Partners are not employees and so do not benefit from the protection of the unfair dismissal legislation. However, expulsion or compulsory retirement could be attacked on one or more of the following grounds:
- The ground which is relied upon for expulsion is not made out.
- The proper procedure was not followed.
- The expulsion or compulsory retirement is vitiated by bad faith.
- The partner has been treated less favourably because of a protected characteristic, for example, disability, sex or age; the firm has failed to make reasonable adjustments in relation to the partner’s disability; or the firm has treated the partner less favourably because of something arising from the partner’s disability and it cannot justify this.
- The decision is because the partner blew the whistle.
The firm should therefore ensure that:
- It compiles supporting evidence of the areas of concern before it commences the expulsion or retirement process, such as the financial performance of the partner and any related concerns raised.
- The procedure set out in the partnership agreement is properly followed.
- The partner is given reasonable prior notice of the concerns that the firm has and is given a proper opportunity to make representations, which are taken into account before the decision is made.
- The decision-making process is well documented and the decision is carefully drafted.
- If the partner has a disability, the firm has obtained an up-to-date opinion from a medical expert regarding the partner’s condition and it has given careful consideration to whether the proposed departure is proportionate, for example, by considering alternatives to departure such as a reduced profit share or de-equitisation, before reaching its decision.
- Partners are treated consistently to minimise any claims of discrimination.

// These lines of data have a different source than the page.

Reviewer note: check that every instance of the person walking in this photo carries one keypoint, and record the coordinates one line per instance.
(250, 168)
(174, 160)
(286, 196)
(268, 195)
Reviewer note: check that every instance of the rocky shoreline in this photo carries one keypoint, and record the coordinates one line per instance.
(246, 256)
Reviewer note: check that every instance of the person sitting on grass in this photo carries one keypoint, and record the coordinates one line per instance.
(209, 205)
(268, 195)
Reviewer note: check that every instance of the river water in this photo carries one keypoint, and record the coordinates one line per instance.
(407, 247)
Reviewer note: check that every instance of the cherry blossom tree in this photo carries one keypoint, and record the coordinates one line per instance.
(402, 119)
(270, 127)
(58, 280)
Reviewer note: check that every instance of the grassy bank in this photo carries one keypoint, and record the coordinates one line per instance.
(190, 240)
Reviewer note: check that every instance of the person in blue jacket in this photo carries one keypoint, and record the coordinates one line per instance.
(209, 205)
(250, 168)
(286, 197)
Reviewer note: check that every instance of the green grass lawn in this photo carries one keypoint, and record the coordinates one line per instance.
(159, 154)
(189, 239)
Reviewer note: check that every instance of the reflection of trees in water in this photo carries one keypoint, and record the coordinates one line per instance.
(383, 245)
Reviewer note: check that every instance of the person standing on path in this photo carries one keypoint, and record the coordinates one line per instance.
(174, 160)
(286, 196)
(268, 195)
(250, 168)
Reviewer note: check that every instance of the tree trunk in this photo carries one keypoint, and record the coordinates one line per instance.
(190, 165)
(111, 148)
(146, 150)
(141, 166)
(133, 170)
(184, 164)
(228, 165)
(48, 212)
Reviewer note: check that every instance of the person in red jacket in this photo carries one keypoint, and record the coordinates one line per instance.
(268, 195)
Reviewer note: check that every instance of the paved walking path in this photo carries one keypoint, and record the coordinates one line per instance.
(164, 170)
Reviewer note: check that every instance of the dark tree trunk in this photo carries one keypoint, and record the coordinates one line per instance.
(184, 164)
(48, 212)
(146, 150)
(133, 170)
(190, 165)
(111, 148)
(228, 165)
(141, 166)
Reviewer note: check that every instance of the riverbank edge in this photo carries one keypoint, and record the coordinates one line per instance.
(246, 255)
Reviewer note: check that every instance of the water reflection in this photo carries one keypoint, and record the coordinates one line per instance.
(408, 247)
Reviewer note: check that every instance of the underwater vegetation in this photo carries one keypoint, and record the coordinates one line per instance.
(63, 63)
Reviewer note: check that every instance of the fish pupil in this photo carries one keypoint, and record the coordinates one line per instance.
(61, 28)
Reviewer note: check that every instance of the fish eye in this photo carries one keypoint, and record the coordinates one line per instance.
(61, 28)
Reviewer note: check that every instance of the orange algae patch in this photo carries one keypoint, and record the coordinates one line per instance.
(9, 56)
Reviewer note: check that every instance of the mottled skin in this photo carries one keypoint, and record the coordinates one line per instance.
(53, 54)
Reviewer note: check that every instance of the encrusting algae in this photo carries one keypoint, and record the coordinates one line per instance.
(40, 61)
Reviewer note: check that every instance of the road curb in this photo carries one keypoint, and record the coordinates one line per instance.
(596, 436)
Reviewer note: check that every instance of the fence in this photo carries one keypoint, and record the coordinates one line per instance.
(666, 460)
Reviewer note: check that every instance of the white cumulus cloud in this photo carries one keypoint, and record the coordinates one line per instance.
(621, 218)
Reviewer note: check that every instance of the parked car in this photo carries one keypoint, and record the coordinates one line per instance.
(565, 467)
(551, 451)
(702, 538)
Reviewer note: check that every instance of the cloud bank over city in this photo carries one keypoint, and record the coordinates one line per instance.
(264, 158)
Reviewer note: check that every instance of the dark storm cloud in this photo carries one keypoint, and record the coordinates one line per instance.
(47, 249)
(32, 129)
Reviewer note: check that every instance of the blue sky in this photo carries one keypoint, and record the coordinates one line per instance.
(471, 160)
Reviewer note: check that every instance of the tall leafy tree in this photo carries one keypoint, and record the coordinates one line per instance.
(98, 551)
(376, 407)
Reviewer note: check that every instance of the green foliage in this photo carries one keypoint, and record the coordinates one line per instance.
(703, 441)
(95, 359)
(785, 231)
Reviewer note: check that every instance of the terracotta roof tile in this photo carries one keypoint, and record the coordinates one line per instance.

Taking legal advice before commencing the process can ensure that any risks are considered and an appropriate strategy is put in place. Compensation for discrimination claims is uncapped and as these types of claims are high value claims, particular care should be taken where a partner has a disability or there are other protected characteristics which potentially may be relied on by the partner.
The partner may make a Data Subject Access Request (DSAR) under the Data Protection legislation so it is important that other partners are careful regarding what is written in e-mails, text messages, instant messages and documents as these are disclosable through a DSAR and could also be disclosable if there is a dispute.
Treating an outgoing partner with dignity may facilitate a smooth departure and minimise any instability caused by the partner’s departure. The firm may wish to consider entering into an agreed settlement with the partner to keep matters as amicable as possible and minimise the loss of management time, damage to reputation and potential legal costs.